Otto Dix und die neue Sachlichkeit
Otto Dix zählt zu den wichtigsten Vertretern der Neuen Sachlichkeit oder auch Verismus genannt, eine Stilrichtung in der Kunst (ca. 1920 bis 1935), die sich auf das Sichtbare und die gesellschaftlichen Gegebenheiten konzentrierte. Geprägt wurde der Begriff durch Gustav Hartlaub, Direktor der Mannheimer Kunsthalle, der im Jahre 1923 eine Ausstellung unter dem Titel „Neue Sachlichkeit“ mit Künstlern wie unter anderem auch Otto Dix realisierte.
Sie war als Gegenströmung zum Expressionismus zu bewerten, der in der Kunst Gefühle und das Innere versuchte darzustellen und zunehmend abstrakter wurde.
„Kunst machten die Expressionisten genug, wir wollten die Dinge ganz nackt, klar sehen, beinahe ohne Kunst. Die Neue Sachlichkeit, das habe ich erfunden.[1]“
Die Neue Sachlichkeit jedoch blieb weitestgehend gegenständlich, obwohl einige Elemente wie die dunklen Konturlinien des Expressionismus in ihr wiederzufinden waren. Zudem war diese Richtung als Antwort auf politische, gesellschaftliche und soziale Umwälzungen in Deutschland zu verstehen. Der Blick auf die Welt war zynisch und sarkastisch, bunte Farben standen im Kontrast zu den Inhalten der Kunstwerke. Die Motive wurden überschärft dargestellt und oft ins Karikaturhafte abgewandelt, um soziale Gegensätze zu thematisieren und zu kritisieren. Die Schattenseiten der politischen Umwälzungen wurden dem glitzernden gesellschaftlichen Leben der „Goldenen Zwanziger“ entgegengesetzt.

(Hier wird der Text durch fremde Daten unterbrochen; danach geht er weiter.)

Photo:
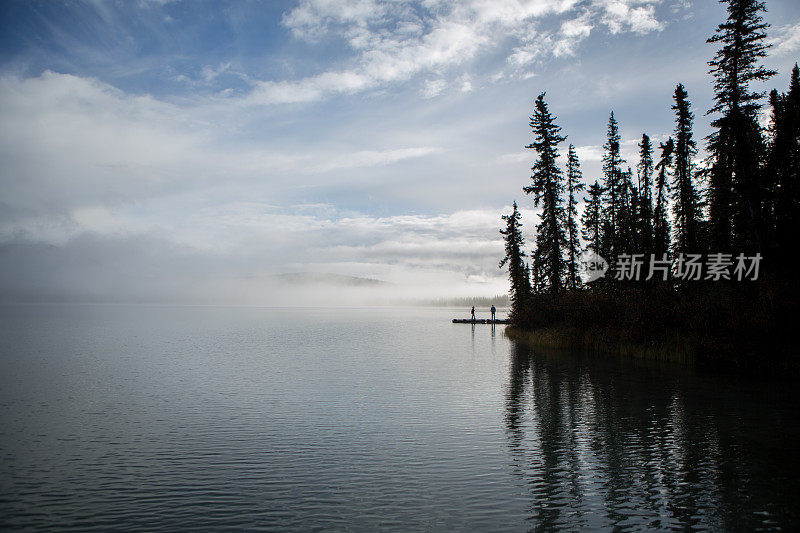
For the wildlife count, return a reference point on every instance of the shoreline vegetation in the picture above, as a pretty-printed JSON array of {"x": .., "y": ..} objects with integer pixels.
[
  {"x": 682, "y": 259},
  {"x": 722, "y": 327}
]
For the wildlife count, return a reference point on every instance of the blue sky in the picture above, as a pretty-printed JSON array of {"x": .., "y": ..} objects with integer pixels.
[{"x": 166, "y": 147}]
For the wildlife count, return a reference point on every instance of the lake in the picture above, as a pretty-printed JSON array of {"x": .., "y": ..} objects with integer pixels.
[{"x": 166, "y": 417}]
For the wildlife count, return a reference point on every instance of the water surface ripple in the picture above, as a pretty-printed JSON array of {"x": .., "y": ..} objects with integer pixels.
[{"x": 154, "y": 418}]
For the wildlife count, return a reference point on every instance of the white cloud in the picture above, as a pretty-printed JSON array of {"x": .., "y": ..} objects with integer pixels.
[
  {"x": 73, "y": 146},
  {"x": 786, "y": 39},
  {"x": 433, "y": 88},
  {"x": 628, "y": 15}
]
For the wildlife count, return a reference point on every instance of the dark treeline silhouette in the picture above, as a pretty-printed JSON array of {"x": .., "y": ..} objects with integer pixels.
[{"x": 701, "y": 253}]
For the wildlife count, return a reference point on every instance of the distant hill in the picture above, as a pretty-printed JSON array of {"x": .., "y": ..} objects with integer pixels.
[{"x": 335, "y": 280}]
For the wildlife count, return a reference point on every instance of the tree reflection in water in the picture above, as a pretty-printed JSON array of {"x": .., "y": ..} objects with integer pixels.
[{"x": 604, "y": 443}]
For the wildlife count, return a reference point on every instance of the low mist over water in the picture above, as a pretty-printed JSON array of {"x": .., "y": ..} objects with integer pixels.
[{"x": 164, "y": 417}]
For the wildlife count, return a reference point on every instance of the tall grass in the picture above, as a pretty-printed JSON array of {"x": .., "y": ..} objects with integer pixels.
[{"x": 742, "y": 325}]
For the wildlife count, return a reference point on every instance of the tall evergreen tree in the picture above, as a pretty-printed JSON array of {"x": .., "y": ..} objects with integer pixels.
[
  {"x": 574, "y": 186},
  {"x": 736, "y": 190},
  {"x": 783, "y": 169},
  {"x": 645, "y": 202},
  {"x": 685, "y": 207},
  {"x": 613, "y": 185},
  {"x": 660, "y": 222},
  {"x": 592, "y": 220},
  {"x": 627, "y": 218},
  {"x": 547, "y": 188},
  {"x": 517, "y": 270}
]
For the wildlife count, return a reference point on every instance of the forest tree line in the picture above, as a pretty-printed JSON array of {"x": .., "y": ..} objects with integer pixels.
[{"x": 741, "y": 203}]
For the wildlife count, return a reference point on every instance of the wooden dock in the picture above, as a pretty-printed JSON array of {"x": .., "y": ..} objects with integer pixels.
[{"x": 479, "y": 321}]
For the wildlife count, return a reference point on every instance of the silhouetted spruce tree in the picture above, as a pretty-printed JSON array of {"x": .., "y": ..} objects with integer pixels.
[
  {"x": 736, "y": 190},
  {"x": 661, "y": 229},
  {"x": 537, "y": 274},
  {"x": 685, "y": 198},
  {"x": 626, "y": 225},
  {"x": 645, "y": 202},
  {"x": 613, "y": 186},
  {"x": 547, "y": 188},
  {"x": 592, "y": 219},
  {"x": 783, "y": 171},
  {"x": 517, "y": 270},
  {"x": 574, "y": 186}
]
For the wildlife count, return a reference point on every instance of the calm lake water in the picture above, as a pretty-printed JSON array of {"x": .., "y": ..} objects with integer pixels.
[{"x": 164, "y": 418}]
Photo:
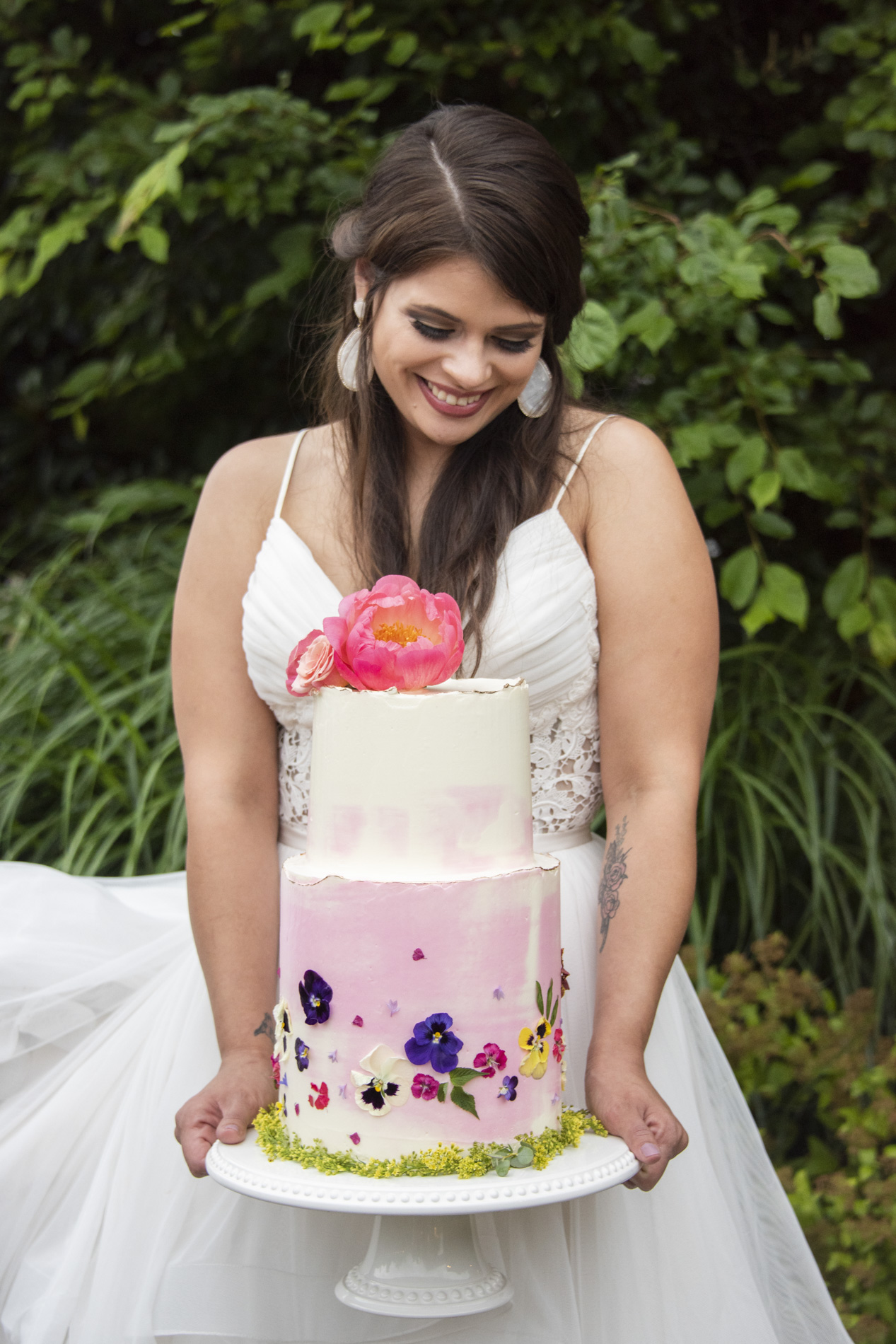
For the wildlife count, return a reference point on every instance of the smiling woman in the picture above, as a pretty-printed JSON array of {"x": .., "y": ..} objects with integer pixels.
[
  {"x": 462, "y": 311},
  {"x": 450, "y": 453}
]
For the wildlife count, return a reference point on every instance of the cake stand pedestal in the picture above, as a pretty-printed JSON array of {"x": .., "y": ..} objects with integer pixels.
[{"x": 428, "y": 1263}]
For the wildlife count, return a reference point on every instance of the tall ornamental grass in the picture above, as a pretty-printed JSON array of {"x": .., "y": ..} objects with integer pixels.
[
  {"x": 797, "y": 819},
  {"x": 91, "y": 772},
  {"x": 797, "y": 809}
]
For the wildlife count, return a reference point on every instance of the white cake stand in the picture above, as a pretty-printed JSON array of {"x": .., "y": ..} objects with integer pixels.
[{"x": 428, "y": 1263}]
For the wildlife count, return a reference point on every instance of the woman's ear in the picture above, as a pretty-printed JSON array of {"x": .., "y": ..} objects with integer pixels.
[{"x": 363, "y": 277}]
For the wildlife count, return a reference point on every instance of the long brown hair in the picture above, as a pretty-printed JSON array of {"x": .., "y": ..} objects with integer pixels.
[{"x": 465, "y": 180}]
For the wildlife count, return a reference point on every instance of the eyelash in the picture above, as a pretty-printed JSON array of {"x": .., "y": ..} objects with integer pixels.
[{"x": 512, "y": 347}]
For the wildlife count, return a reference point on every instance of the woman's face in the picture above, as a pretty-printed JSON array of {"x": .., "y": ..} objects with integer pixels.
[{"x": 452, "y": 349}]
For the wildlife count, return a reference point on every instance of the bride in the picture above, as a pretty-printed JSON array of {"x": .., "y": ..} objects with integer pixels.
[{"x": 450, "y": 453}]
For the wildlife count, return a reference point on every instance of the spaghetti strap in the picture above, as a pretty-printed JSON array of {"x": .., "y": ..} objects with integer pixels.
[
  {"x": 578, "y": 461},
  {"x": 288, "y": 473}
]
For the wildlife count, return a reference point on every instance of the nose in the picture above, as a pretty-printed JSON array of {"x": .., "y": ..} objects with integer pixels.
[{"x": 467, "y": 364}]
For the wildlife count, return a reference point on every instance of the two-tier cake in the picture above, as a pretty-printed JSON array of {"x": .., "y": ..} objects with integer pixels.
[{"x": 419, "y": 934}]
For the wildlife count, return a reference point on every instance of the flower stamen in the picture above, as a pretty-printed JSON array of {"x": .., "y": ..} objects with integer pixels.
[{"x": 398, "y": 633}]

Otto Dix, einer der wichtigsten Vertreter der Neuen Sachlichkeit (Verismus), wurde 1891 in Untermhaus in der Nähe von Gera geboren und starb 1969 in Singen. Er setzte sich schon früh mit den alten Meistern auseinander und studierte ihre Techniken. Sein Können und seine Erfahrungen werden in seinen Bildern deutlich und seine kritische Handschrift machte Dix Kunst unverkennbar. Dennoch war er politisch nicht aktiv.
In den Bildern seiner frühen Schaffensjahre ist noch deutlich der Einfluss der Kubisten und Futuristen erkennbar. Diese Werke sind in Kuben unterteilt und farblich stark betont. Ein Beispiel ist hier das Bild „Leda (Leda mit dem Schwan)“ von 1919. Dix greift das mythologische Thema der Liebelei zwischen der Sterblichen Leda und des Gottes Zeus in Gestalt eines Schwans auf, dabei ist Leda in leuchtenden Rot- und Pinktönen gehalten. Alle Elemente des Bildes sind aus geometrischen Formen gebildet und verbinden sich zu einem in Kuben unterteilten Bild. Die unmittelbaren Nachkriegsjahre verbrachte der Künstler in Dresden, hier experimentierte er noch mit verschiedenen Stilen und Einflüssen, so auch erkennbar in dem Werk der Leda.
Otto Dix und der Krieg
Der erste Weltkrieg war ein einschneidendes Erlebnis, sowohl für ganz Deutschland als auch für viele deutsche Künstler und ihre Kunst. Otto Dix wurde 1914 eingezogen und erlebte die Schrecken so bis zum Ende hautnah mit. Da er immer ein Skizzenbuch dabei hatte, konnte er die Erlebnisse in Bildern und Skizzen festhalten. Nach Ende des Krieges kehrte er nach Dresden zurück und verarbeitete in seiner Kunst auch Themen des Krieges. So entstand ein grafischer Zyklus von 50 Radierungen mit dem Titel „Der Krieg“ von 1923/1924, der eindringlich und schrecklich realistisch dokumentiert, welche Auswirkungen und Elend dieser Krieg für Volk, Soldaten und Menschen mitbrachte. Es entstand auch ein großes Gemälde mit dem Titel „Schützengraben“, das die Gräuel so exemplarisch darstellte, dass es heftigst kritisiert wurde. Das Bild gilt heute als verschwunden.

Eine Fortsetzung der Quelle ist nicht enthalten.